WebCall Socket V1

The WebCall Websocket provides real-time interaction with voice and text agents via WebSockets. Use the webCallSocketPath returned from POST /calls/public/create-web-call to establish a connection.

Call initiation events

channel.join Event (Client -> Server)

Purpose: Subscribes the client to one or more specified channels within a call session, enabling real-time communication via Text and/or Audio.

Join Request Format

To join specific channels, send the following JSON payload:

{
  "callId": "your-call-id",
  "channels": ["audio", "text"]
}
  • callId — The unique identifier of the call session.
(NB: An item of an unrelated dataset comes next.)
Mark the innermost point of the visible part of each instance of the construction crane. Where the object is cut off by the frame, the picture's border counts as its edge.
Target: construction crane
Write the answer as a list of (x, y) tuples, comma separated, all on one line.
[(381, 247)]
  • channels — An array of channels to join. Valid values include "audio" and/or "text".

Response

Upon successful subscription, the server will emit a channel.joined (Server -> Client) event, confirming your access to the requested channels.

channel.leave Event (Client -> Server)

The channel.leave event allows clients to unsubscribe from one or more specific channels within an active call session. This works similarly to the channel.join event but is used to remove the client’s connection from the selected Text and/or Audio channels.

Leave Request Format

To leave one or more channels, send the following JSON payload:

{
  "callId": "your-call-id",
  "channels": ["audio", "text"]
}
  • callId — The unique identifier of the call session.

  • channels — An array specifying which channels to leave. Valid values are "audio" and/or "text".

Important

  • Once you leave a channel, you will no longer receive messages or audio streams from that channel until you rejoin it.

  • For Text calls, you can't join Audio channels.

  • WebAudio and TextAudio need Audio channel to work properly.

  • For better experience while connected to Audio channel please join Text channel too since it connect allows receiving ''created" event

  • To minimize the credits that each call uses, please only join the needed channels.


Audio Processing Events

Note: for better experience while connected to Audio channel please join Text channel too.

audio Event (Server -> Client)

Purpose: Sends user audio chunks to the server for processing and analysis.

Request Payload

{
  "callId": "string",
  "audio": "base64-encoded audio chunk",
  "timestamp": number
}
  • callId — Unique identifier of the call session.

  • audio — Base64-encoded audio data chunk.

  • timestamp — Unix timestamp (milliseconds) representing when the audio chunk was captured.

Server Actions

  • Processes the incoming audio data.

  • Triggers Voice Activity Detection (VAD) to detect speech segments.

audio Event (Client -> Server)

Purpose: Sends audio chunks from the client to the server for real-time processing.

Payload

{
  "callId": "string",
  "audio": "base64-encoded audio chunk",
  "timestamp": 1733013245000
}
  • callId — Unique identifier of the call session.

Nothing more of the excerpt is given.